Ce volet a permis de répondre aux besoins des jeunes, des femmes et des hommes. Le manioc est un aliment de base majeur à haute valeur économique. Les femmes sont à la tête de la culture, de la transformation et de la commercialisation du manioc. Avant le projet, les femmes dépendaient de la transformation manuelle du manioc en garri ou tapioca, ce qui prenait au minimum trois jours pour traiter une bassine de ce produit. Le projet a fourni aux femmes un équipement semi-mécanisé qui leur permettait de traiter jusqu'à cinq bassines par jour. D'après les analyses, les ménages de la communauté cultivent entre 0,5 et 2,5 ha de manioc. Le manioc transformé en garri se vend entre 2 000 et 6 000 N ($5.15 et $15.47) par bassine, selon les saisons et les facteurs du marché. Iko Esai a le potentiel de produire 500 bassines de garri par an. Vendu au coût moyen de 4 000 N/bassin, le revenu brut du manioc par an sera de 1 500 000 N, généré par les femmes. Cela a d'énormes implications économiques et peut soutenir une gestion durable des forêts, car les revenus provenant d'autres sources.

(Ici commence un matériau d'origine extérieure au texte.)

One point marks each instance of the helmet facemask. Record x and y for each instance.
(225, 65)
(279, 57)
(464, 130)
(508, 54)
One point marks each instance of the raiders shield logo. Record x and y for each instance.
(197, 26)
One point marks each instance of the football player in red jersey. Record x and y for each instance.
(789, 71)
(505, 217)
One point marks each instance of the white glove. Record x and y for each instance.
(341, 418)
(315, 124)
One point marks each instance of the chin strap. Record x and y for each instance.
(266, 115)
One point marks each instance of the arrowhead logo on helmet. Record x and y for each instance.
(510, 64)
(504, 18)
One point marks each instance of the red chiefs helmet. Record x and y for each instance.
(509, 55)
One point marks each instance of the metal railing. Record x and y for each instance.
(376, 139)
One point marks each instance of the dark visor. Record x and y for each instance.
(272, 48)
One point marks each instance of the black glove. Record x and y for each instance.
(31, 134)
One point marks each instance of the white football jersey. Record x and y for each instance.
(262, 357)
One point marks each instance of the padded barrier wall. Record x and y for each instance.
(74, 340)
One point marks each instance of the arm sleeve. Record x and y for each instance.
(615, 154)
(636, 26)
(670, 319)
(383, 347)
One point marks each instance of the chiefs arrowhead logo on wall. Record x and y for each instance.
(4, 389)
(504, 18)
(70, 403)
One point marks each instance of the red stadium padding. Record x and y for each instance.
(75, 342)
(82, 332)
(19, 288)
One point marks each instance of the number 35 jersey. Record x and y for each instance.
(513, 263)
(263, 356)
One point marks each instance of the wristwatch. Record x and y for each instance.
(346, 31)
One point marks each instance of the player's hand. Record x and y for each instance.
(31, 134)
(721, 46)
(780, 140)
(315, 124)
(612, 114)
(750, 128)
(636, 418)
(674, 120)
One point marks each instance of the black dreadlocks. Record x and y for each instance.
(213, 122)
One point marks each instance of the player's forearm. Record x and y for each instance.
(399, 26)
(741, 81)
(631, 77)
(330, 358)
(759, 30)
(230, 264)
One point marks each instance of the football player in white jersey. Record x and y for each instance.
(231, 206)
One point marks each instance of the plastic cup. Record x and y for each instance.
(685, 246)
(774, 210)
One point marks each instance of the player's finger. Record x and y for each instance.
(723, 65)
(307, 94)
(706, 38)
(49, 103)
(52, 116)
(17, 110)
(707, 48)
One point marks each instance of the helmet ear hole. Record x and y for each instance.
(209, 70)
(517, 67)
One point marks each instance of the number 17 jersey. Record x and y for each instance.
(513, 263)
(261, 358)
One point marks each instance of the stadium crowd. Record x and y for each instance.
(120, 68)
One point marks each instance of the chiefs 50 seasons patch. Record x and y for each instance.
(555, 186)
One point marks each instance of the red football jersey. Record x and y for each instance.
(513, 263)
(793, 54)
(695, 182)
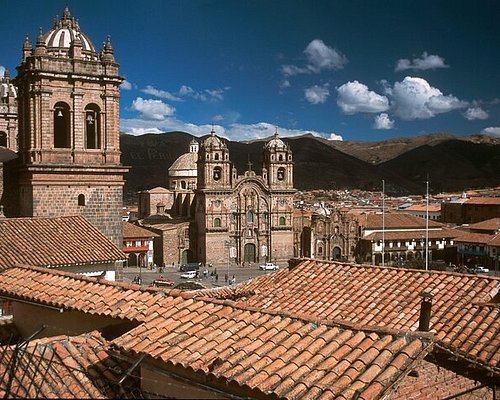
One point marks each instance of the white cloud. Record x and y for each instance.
(322, 57)
(126, 85)
(317, 94)
(334, 136)
(319, 57)
(383, 121)
(427, 61)
(413, 98)
(354, 97)
(235, 131)
(475, 113)
(152, 109)
(492, 131)
(160, 93)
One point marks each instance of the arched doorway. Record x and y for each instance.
(336, 253)
(187, 256)
(249, 253)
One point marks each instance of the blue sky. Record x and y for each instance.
(351, 70)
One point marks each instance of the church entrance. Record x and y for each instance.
(249, 255)
(336, 253)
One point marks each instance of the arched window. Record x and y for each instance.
(62, 137)
(3, 139)
(92, 127)
(217, 173)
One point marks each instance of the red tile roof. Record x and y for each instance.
(61, 367)
(405, 235)
(132, 231)
(270, 353)
(394, 221)
(273, 353)
(54, 242)
(463, 316)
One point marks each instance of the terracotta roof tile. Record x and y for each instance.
(386, 297)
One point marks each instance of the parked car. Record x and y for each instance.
(189, 275)
(162, 282)
(269, 266)
(189, 267)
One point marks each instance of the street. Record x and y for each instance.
(239, 272)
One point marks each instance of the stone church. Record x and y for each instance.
(210, 214)
(68, 143)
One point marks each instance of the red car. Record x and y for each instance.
(162, 282)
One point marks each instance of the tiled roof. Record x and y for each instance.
(405, 235)
(274, 354)
(62, 241)
(75, 292)
(423, 208)
(492, 224)
(394, 221)
(132, 231)
(479, 238)
(484, 200)
(464, 318)
(61, 367)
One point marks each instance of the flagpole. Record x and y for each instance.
(383, 222)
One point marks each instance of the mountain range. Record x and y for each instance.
(450, 163)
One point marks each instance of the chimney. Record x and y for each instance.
(425, 312)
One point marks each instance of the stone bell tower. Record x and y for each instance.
(69, 143)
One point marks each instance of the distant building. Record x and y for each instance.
(401, 237)
(422, 210)
(470, 211)
(209, 209)
(138, 245)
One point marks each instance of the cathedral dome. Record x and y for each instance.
(185, 162)
(65, 32)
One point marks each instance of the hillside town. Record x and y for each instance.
(218, 282)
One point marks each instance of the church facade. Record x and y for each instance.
(218, 216)
(68, 131)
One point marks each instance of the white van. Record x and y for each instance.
(189, 275)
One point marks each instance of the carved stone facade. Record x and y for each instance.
(69, 144)
(251, 214)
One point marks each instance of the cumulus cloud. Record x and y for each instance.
(152, 109)
(317, 94)
(235, 131)
(126, 85)
(354, 97)
(426, 61)
(492, 131)
(319, 57)
(475, 113)
(382, 121)
(413, 98)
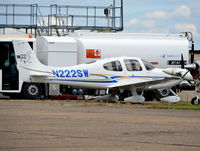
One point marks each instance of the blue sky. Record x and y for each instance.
(152, 16)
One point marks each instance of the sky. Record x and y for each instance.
(146, 16)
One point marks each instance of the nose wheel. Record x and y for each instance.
(195, 101)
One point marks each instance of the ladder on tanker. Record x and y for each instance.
(60, 19)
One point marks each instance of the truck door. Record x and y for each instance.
(8, 70)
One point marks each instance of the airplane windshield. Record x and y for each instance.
(148, 65)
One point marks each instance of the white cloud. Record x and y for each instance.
(148, 23)
(157, 15)
(186, 27)
(133, 21)
(183, 11)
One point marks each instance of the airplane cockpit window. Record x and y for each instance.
(132, 65)
(148, 65)
(113, 66)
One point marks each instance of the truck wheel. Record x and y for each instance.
(32, 90)
(195, 101)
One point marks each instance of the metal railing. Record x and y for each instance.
(61, 19)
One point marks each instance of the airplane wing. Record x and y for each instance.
(167, 82)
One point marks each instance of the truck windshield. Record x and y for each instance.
(148, 65)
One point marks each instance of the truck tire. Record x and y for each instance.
(32, 90)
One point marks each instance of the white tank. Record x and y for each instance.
(162, 50)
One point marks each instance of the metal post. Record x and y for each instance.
(6, 14)
(87, 17)
(122, 17)
(113, 14)
(13, 14)
(95, 9)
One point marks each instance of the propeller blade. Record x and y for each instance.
(182, 62)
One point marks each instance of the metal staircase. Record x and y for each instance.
(60, 19)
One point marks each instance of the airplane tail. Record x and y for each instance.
(27, 62)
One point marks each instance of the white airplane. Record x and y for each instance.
(192, 72)
(115, 74)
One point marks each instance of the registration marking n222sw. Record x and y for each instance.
(70, 73)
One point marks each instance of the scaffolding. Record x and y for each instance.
(60, 19)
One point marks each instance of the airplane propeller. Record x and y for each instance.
(182, 62)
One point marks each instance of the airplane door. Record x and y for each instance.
(9, 73)
(133, 68)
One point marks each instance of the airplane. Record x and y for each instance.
(193, 74)
(113, 74)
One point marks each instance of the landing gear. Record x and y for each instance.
(32, 90)
(196, 99)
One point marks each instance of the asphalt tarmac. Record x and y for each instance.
(52, 126)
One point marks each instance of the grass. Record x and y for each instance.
(177, 107)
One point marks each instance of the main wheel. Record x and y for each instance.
(32, 90)
(195, 101)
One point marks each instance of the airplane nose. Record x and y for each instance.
(168, 71)
(190, 67)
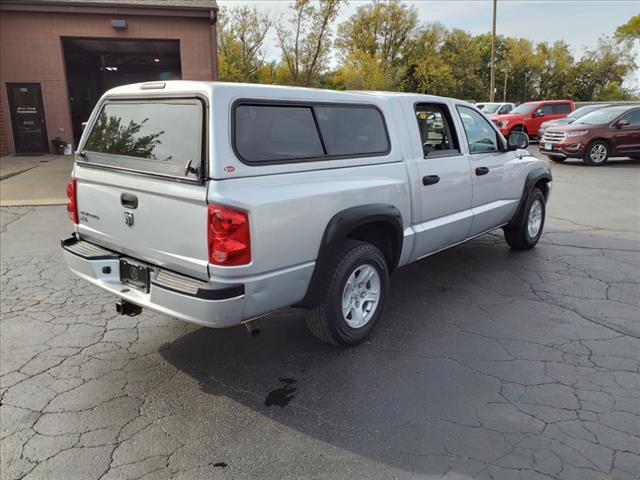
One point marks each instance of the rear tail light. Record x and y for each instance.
(228, 236)
(72, 206)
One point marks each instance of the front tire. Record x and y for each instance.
(356, 294)
(597, 153)
(527, 234)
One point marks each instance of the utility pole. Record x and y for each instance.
(493, 54)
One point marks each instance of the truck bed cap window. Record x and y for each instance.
(277, 133)
(153, 136)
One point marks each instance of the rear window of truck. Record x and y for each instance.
(160, 137)
(266, 133)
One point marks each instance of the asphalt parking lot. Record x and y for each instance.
(490, 363)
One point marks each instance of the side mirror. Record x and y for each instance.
(517, 140)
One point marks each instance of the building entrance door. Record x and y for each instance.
(27, 118)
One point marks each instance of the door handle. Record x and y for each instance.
(430, 179)
(129, 200)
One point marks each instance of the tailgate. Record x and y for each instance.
(138, 186)
(167, 228)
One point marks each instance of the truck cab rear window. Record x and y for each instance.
(281, 133)
(160, 137)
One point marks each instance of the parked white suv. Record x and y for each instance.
(218, 203)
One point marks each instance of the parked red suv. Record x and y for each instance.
(610, 131)
(528, 117)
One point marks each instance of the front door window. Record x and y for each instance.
(27, 118)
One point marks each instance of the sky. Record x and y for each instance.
(578, 22)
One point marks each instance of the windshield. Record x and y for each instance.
(582, 111)
(491, 107)
(599, 117)
(524, 108)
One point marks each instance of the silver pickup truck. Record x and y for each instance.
(218, 203)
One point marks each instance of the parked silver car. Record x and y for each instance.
(218, 203)
(572, 117)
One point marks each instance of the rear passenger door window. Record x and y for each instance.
(270, 133)
(633, 117)
(561, 108)
(352, 130)
(481, 136)
(266, 133)
(436, 132)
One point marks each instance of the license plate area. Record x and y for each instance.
(135, 274)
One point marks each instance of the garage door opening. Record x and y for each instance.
(94, 65)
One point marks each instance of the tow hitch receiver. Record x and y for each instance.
(127, 308)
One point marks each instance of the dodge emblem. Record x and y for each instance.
(128, 219)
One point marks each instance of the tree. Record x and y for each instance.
(555, 72)
(242, 34)
(426, 70)
(630, 31)
(110, 136)
(306, 40)
(602, 71)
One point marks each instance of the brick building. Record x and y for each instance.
(57, 57)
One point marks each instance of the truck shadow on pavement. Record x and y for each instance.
(487, 362)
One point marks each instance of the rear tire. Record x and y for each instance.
(350, 309)
(597, 154)
(527, 234)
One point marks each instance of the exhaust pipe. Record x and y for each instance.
(252, 327)
(127, 308)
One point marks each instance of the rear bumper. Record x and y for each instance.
(169, 293)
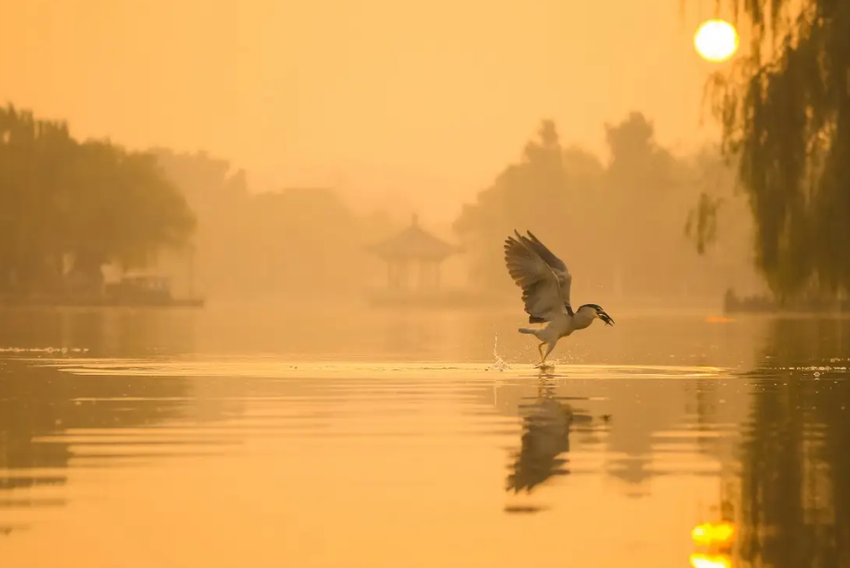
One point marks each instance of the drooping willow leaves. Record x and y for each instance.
(785, 111)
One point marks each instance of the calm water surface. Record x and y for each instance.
(265, 437)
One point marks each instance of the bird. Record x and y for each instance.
(545, 281)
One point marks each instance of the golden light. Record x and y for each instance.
(716, 40)
(720, 535)
(710, 561)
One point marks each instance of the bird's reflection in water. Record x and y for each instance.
(545, 439)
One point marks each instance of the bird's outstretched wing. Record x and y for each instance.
(565, 279)
(541, 287)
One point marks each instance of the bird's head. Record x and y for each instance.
(598, 312)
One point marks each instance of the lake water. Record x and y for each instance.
(268, 437)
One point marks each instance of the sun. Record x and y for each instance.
(716, 40)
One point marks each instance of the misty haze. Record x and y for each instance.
(375, 284)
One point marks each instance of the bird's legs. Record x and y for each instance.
(549, 348)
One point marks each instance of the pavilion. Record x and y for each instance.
(413, 254)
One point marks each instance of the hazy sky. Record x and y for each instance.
(432, 97)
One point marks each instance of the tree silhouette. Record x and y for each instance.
(89, 203)
(785, 110)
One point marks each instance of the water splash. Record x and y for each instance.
(62, 350)
(499, 363)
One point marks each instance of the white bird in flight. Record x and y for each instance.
(545, 281)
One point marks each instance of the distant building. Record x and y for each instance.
(414, 258)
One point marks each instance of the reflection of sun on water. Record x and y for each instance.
(710, 561)
(716, 40)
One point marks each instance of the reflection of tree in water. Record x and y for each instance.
(113, 333)
(37, 401)
(546, 430)
(795, 481)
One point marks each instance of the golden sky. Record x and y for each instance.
(432, 95)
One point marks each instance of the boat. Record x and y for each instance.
(135, 291)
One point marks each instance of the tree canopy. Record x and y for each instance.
(785, 111)
(80, 203)
(619, 224)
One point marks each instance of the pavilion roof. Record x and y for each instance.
(414, 243)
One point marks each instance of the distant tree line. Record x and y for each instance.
(625, 225)
(67, 208)
(292, 245)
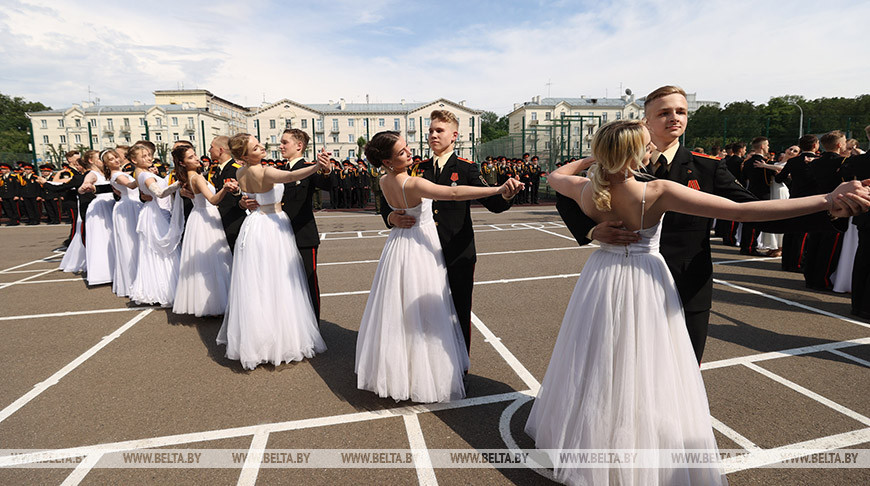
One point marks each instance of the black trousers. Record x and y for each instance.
(461, 280)
(792, 251)
(309, 261)
(697, 324)
(861, 276)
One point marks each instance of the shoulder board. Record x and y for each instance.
(706, 156)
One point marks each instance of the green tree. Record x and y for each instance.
(492, 127)
(14, 124)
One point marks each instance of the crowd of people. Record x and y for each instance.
(238, 238)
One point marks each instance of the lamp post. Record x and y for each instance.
(801, 129)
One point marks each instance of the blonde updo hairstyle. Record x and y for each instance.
(616, 146)
(239, 145)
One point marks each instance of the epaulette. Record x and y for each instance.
(706, 156)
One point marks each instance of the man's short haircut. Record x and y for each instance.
(661, 93)
(445, 116)
(299, 136)
(829, 140)
(807, 143)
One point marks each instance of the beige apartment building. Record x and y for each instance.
(338, 125)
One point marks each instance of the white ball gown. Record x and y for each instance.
(100, 246)
(206, 261)
(124, 219)
(269, 318)
(623, 374)
(410, 346)
(159, 234)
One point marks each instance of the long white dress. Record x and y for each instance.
(159, 235)
(410, 346)
(206, 262)
(124, 219)
(269, 317)
(623, 374)
(100, 246)
(74, 257)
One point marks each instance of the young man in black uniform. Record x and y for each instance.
(800, 183)
(452, 218)
(232, 215)
(685, 240)
(297, 203)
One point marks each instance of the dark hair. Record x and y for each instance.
(180, 170)
(807, 143)
(299, 136)
(380, 147)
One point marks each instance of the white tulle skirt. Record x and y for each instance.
(124, 219)
(74, 259)
(99, 240)
(269, 318)
(623, 375)
(206, 262)
(410, 346)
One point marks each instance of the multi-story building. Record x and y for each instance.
(98, 126)
(338, 126)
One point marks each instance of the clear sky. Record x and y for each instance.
(491, 54)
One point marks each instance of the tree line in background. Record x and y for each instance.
(778, 120)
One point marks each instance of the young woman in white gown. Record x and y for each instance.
(206, 260)
(623, 374)
(269, 317)
(410, 345)
(124, 219)
(99, 245)
(159, 233)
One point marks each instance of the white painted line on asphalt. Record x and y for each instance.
(25, 279)
(82, 470)
(809, 393)
(766, 457)
(253, 460)
(71, 313)
(170, 440)
(505, 353)
(732, 434)
(792, 303)
(762, 259)
(784, 353)
(850, 357)
(53, 379)
(422, 461)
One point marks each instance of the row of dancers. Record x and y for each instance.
(623, 374)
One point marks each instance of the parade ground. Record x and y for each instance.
(88, 376)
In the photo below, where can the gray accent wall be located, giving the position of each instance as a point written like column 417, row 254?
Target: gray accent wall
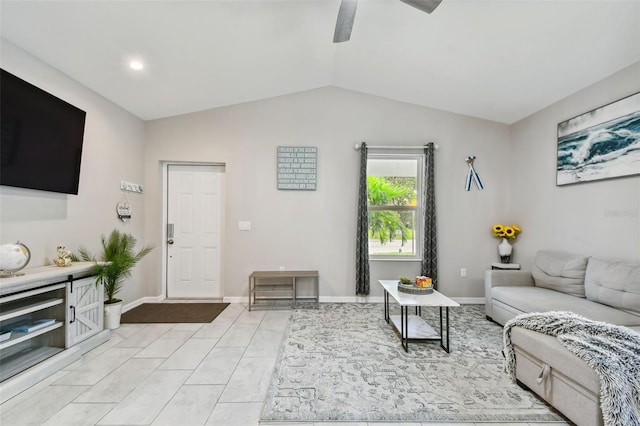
column 600, row 218
column 112, row 151
column 317, row 229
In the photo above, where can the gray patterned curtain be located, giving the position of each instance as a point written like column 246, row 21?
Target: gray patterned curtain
column 362, row 239
column 430, row 242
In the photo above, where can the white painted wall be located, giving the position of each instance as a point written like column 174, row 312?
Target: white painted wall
column 316, row 229
column 112, row 151
column 594, row 218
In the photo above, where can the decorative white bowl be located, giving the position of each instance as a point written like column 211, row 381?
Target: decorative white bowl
column 13, row 257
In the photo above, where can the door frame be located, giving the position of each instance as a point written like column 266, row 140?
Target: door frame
column 165, row 215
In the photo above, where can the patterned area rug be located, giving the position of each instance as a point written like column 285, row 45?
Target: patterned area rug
column 343, row 362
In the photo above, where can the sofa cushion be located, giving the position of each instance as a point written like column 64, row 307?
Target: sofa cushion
column 560, row 271
column 537, row 299
column 614, row 282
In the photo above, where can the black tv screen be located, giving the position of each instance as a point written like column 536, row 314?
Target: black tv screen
column 41, row 138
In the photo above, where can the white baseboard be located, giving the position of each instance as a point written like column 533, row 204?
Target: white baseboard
column 361, row 299
column 240, row 300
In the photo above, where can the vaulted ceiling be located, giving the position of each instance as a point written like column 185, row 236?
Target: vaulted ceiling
column 495, row 59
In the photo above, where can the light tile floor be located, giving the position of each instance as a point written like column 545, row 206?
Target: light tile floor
column 168, row 374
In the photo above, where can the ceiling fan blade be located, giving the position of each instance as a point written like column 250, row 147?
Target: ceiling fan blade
column 424, row 5
column 344, row 24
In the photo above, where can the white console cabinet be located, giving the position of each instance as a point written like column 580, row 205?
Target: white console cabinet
column 85, row 310
column 49, row 317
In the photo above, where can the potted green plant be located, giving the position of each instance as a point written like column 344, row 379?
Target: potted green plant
column 114, row 266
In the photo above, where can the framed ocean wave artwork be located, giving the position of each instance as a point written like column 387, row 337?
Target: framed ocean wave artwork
column 600, row 144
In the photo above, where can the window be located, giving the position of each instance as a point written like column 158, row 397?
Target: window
column 394, row 192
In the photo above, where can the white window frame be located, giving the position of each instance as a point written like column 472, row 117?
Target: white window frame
column 419, row 207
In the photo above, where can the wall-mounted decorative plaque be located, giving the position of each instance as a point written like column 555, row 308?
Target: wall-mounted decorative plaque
column 297, row 167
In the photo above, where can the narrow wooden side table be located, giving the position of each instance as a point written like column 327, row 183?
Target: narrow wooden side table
column 272, row 286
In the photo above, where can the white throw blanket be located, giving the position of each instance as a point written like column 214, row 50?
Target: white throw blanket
column 612, row 351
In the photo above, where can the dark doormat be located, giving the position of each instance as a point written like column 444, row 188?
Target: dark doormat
column 173, row 312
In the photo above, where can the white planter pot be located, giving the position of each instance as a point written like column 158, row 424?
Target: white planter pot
column 112, row 313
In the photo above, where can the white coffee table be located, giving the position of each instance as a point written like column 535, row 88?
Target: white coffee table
column 412, row 327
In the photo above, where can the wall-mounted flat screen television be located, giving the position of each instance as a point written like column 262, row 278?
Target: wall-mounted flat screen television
column 41, row 138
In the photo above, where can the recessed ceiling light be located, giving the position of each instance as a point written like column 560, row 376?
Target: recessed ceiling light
column 136, row 65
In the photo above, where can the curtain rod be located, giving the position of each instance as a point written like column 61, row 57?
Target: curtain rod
column 357, row 147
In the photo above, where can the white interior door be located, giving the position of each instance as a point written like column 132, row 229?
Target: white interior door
column 194, row 209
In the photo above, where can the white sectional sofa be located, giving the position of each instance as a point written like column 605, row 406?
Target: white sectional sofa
column 599, row 289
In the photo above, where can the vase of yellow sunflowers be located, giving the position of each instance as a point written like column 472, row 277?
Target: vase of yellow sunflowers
column 506, row 233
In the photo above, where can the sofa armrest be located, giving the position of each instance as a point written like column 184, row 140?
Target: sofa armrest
column 497, row 278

Stanley Osimise (Directeur de l'ECO)

"Ce projet est une véritable autonomisation de notre communauté, y compris des femmes et des jeunes, pour qu'ils prennent nos initiatives et en fassent quelque chose de durable. Nous nous sommes toujours intéressés à la gestion des forêts, mais jamais auparavant nos femmes n'ont été aussi impliquées et n'ont rejoint les hommes dans la surveillance des forêts”.


Garri processing © DEVCON

Développement des entreprises forestières basé sur l'agroforesterie et les produits forestiers non ligneux (culture de mangues et d'abeilles)

Les agriculteurs qui commencent à adopter des pratiques agro-forestières impliquant l'intégration de mangues de brousse dans les exploitations agricoles pour simuler l'environnement forestier tout en garantissant la sécurité alimentaire et des revenus des ménages (un hectare, soit 2 à 300 peuplements) peuvent générer au minimum 1 500 000 N (environ 4 200 USD) par an. De plus en plus de ménages, commence à introduire la mangue de brousse dans leurs exploitations, tandis que d'autres commencent à adopter la même approche avec la culture du cacao dans le but d'augmenter la productivité avec un minimum d'intrants agricoles sur les terres existantes.

Les Eco-Gardes ont adopté l'apiculture pour la production de miel comme moyen de démontrer une production de miel durable sans brûler les arbres et de générer des revenus pour soutenir leur effort de surveillance des forêts sans dépendre totalement des membres de la communauté.

DEVCON a travaillé avec la communauté Esai pour concevoir l'échelle du projet au niveau de chaque communauté avec l'objectif de conservation de gérer durablement 20.000ha de forêt communautaire. Bien que le projet ait proposé de renforcer les capacités du Forum de conservation Esai en tant que plateforme pour une participation solide des membres de la communauté à la gestion des forêts et à la conservation de la biodiversité, la mise en œuvre réelle est allée au-delà de cette proposition en établissant une organisation communautaire officiellement enregistrée et en créant une équipe de surveillance forestière bénévole composée d'hommes et de femmes.

Lawrencia Ekoi (Chargée de projet)

“Le projet a atteint ce niveau de succès en grande partie grâce à l’implication totale, à la participation et à l'appropriation résultant de l’appréciation par les communautés des avantages économiques fournis par le projet”.

En témoignage de ce succès remarquable, le projet est déjà reproduit dans plusieurs communautés voisines. Des liens et une collaboration avec les communautés voisines sont déjà en cours d'établissement et donnent des résultats, car de plus en plus de communautés ont non seulement manifesté leur intérêt, mais prennent des mesures pour reproduire certaines des activités dans leurs communautés.